21. April 2009

Eine neuartiges Angebot im Bereich der Kfz-Versicherungen hört auf den Namen “Pay as you drive”. Dieses System bietet dem Kunden diverse Vergünstigungen bei nachweislich gutem Fahrverhalten.

Dieser Nachweis wird durch ein im Fahrzeug des Versicherungskunden angebrachtes Kontrollgerät geliefert. Die Sensoren des Geräts überwachen das Fahrverhalten des Kunden und speichern alle relevanten Daten wie Geschwindigkeit oder Querbeschleunigung. An die Versicherung werden nicht alle Daten übermittelt, sondern nur auffällige wie beispielsweise eine Übertretung der zulässigen Höchstgeschwindigkeit. Je nach Verstoßanzahl und der daraus sich ergebenden Fahrsicherheit können die Kunden dann profitieren. Melden die Sensoren keinen Verstoß, kassiert der Kunde eine Bonuszahlung, die bei ansteigender Anzahl an negativen Meldungen entsprechend angesenkt wird.

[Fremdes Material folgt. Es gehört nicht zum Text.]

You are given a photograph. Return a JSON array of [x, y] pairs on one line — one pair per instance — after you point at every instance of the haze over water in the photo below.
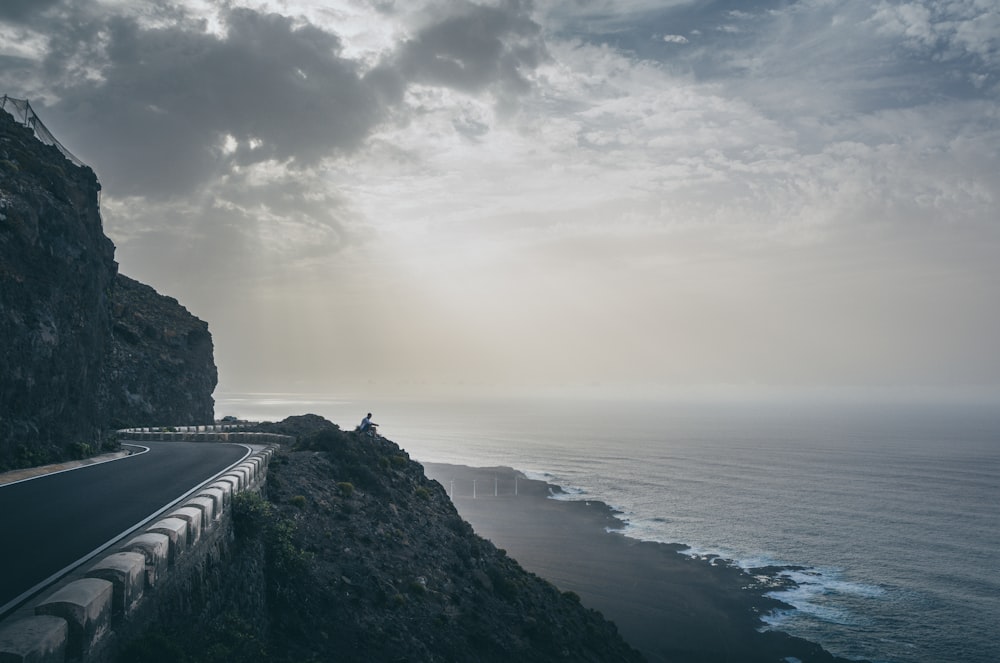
[[890, 509]]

Für viele Kunden attraktiv

Laut einer Umfrage des Magazins “Versicherungswirtschaft” stehen bereits 66 Prozent der Versicherten der Methode nicht abgeneigt gegenüber – und das trotz des eher negativ behafteten Begriffs der Überwachung, der hier zwangsläufig fallen muss. Gerade auch jungen Fahrern erscheint die Einsparmöglichkeit durch sicheres Fahren attraktiv. Die Kunden sehen aber nicht nur den finanziellen Vorteil durch die Bonuszahlungen, sondern auch Möglichkeiten wie die Ortung des Wagens bei einem Diebstahl.
In Deutschland ist das Angebot an “Pay-as-you-drive” – Tarifen bislang aufgrund einiger technischer Schwierigkeiten eher begrenzt. Dies wird sich aber bei gleich bleibender oder sogar ansteigender Nachfrage nach der Methode wohl ändern. Einige Versicherungskonzerne stecken bereits mitten in der Entwicklungs- oder Testphase für die neuen Kontrollmodelle.